The stories take place in Sena Pueblo, a sleepy town in New Mexico, and revolves around three men. Each fellow has a story named after him.

In Rebecca York’s Luke, Luke Cordova is an ex-con who was framed and now he owns a plumbing company. He likes to sneer. That is the only distinct personality I get from his story. Oh, he’s supposed to be this loner type, but egad, he sneers. Why do I have this feeling that the sneer will remains in place as he shags the heroine? Luke, our quintessential sneering tall, dark, and handsome hero, and our heroine Ashley Donaldson pretty much stumble upon the mystery when they find Joe, their mutual friend, waving a gun and acting crazy. When Joe shows up dead, Luke is predictably the main suspect so Ashley decides to say that she was with him that night that Joe died in order to protect Joe.

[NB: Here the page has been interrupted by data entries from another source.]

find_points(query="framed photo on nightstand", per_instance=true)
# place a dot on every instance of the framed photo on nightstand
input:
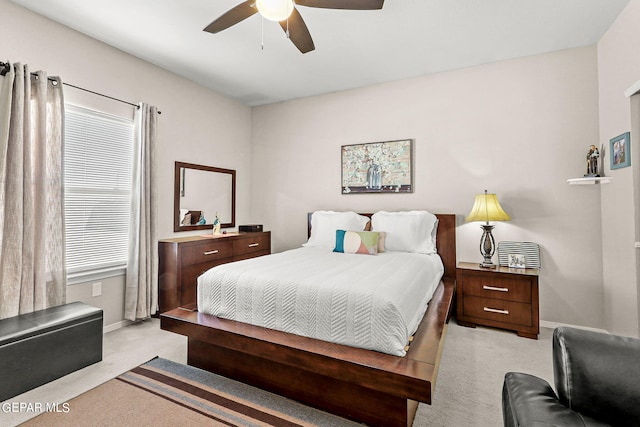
(517, 261)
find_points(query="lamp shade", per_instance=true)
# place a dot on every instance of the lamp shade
(487, 208)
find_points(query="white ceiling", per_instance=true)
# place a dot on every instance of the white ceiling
(407, 38)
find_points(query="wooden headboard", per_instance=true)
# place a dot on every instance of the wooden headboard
(445, 240)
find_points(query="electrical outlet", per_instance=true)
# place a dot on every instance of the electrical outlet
(96, 289)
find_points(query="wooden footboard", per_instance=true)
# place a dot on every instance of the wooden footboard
(362, 385)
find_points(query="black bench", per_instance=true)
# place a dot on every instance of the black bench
(39, 347)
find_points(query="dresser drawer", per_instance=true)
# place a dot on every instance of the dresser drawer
(511, 288)
(514, 313)
(206, 252)
(259, 242)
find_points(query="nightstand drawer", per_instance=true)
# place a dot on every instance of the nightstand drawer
(498, 287)
(257, 243)
(510, 312)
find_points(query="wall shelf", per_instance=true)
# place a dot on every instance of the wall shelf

Ashley, a woman trying to discover more about her birth mother in Sena Pueblo, is a heroine who just cannot stay put when the hero tells her to. When he tells her to stay put while he sneaks off to investigate a noise, she’ll happily sneak off after him. Frankly, I think she’s an accident waiting to happen. While Ms York thankfully doesn’t have Ashley becoming a liability to Luke – Ashley comes close at one point in the story, though – I find myself cringing every time Ashley behaves like this fearless wide-eyed Nancy Drew with no common sense. Between her fearless charging into danger and Luke’s permanent sneer, I feel as if I’m reading a dime novel of some sort.

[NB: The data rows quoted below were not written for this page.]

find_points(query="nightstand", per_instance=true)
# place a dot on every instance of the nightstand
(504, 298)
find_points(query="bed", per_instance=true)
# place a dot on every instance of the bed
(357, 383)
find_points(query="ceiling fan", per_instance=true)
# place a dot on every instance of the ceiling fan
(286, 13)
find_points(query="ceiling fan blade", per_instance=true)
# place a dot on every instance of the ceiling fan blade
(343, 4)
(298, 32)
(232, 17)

Ann Voss Peterson continues the mystery in Tom, in which we have Luke’s buddy Tom Lahi, a lawyer, sparring wits and later tongues with Jessie Gardner, the FBI agent who is in town to investigate Joe’s death. This is the best of the three stories because Tom and Jessie are the characters that come closest to attaining two-dimensional depths. They don’t sneer or do anything stupid here. This is a short and enjoyable story. In this anthology, that means this story is pure gold compared to the other two.

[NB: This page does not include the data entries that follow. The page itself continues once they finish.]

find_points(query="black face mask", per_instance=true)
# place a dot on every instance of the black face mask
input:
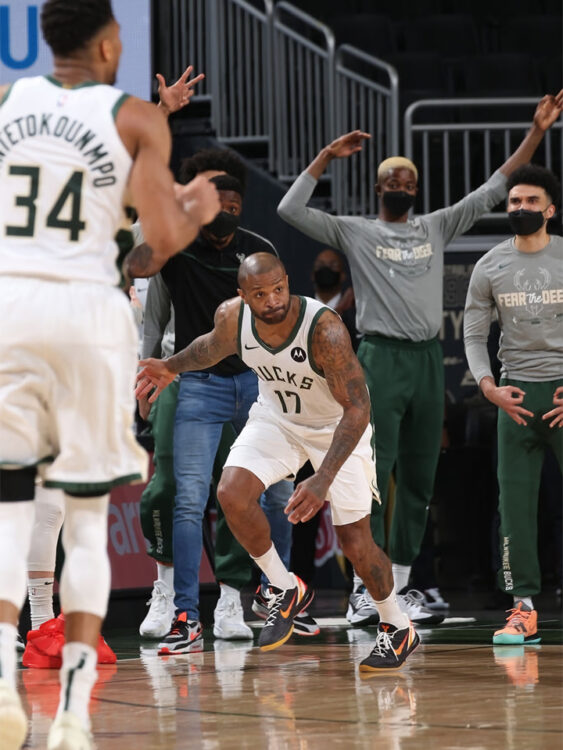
(223, 224)
(397, 202)
(326, 278)
(525, 222)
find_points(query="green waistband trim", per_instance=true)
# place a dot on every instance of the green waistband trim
(84, 487)
(376, 338)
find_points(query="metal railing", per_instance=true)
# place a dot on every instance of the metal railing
(239, 36)
(367, 98)
(455, 155)
(303, 65)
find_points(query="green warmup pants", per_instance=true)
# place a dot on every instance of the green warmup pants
(232, 564)
(521, 451)
(406, 385)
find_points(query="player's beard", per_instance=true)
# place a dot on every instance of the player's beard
(275, 317)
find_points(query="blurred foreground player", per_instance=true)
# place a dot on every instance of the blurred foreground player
(71, 145)
(313, 404)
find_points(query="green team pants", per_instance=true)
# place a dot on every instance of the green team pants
(232, 564)
(521, 451)
(406, 386)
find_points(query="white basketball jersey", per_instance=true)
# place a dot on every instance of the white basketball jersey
(63, 172)
(289, 381)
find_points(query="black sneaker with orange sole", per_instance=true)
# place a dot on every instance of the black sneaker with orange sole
(185, 636)
(392, 646)
(284, 607)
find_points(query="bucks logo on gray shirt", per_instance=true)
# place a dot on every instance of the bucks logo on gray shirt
(526, 290)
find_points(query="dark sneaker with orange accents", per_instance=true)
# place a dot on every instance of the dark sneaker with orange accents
(392, 646)
(184, 637)
(283, 608)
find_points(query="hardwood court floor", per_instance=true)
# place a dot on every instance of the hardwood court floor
(456, 691)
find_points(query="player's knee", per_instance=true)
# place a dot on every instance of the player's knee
(228, 497)
(352, 542)
(86, 574)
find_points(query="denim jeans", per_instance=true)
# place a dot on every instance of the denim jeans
(205, 402)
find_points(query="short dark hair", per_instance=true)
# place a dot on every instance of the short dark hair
(227, 182)
(68, 25)
(219, 159)
(534, 174)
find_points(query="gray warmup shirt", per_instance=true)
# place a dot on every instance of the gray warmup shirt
(397, 268)
(526, 289)
(158, 331)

Patricia Rosemoor’s Rico is the worst story of the three. Rico Tafoya, a rich art gallery owner and friend of the other two men, is just like Luke in that he too has a permanent sneer on his face. The vapid heroine Charlotte Reyna, on the other hand, is like those stupid heroines in horror movies. You probably have seen a few of those movies, I’m sure, where these heroines know that a great evil is coming but when they try to tell the cops about the great evil, they babble and shriek and come off like a nutcase so nobody believes them. Charlotte is that kind of heroine. She seems to be an entirely visceral creature, basing her decisions purely on how she feels about something.

Also, the story disappointingly ends with the revelation that the villain is… still a nonentity by the time this fellow is revealed. It is hard not to feel cheated when I learn that the villain turns out to be Just Some Crazy Bad Guy, especially after all that build up in the three stories.

Desert Sons has only one story that I’d consider worth a second reading. Talk about a dry spell.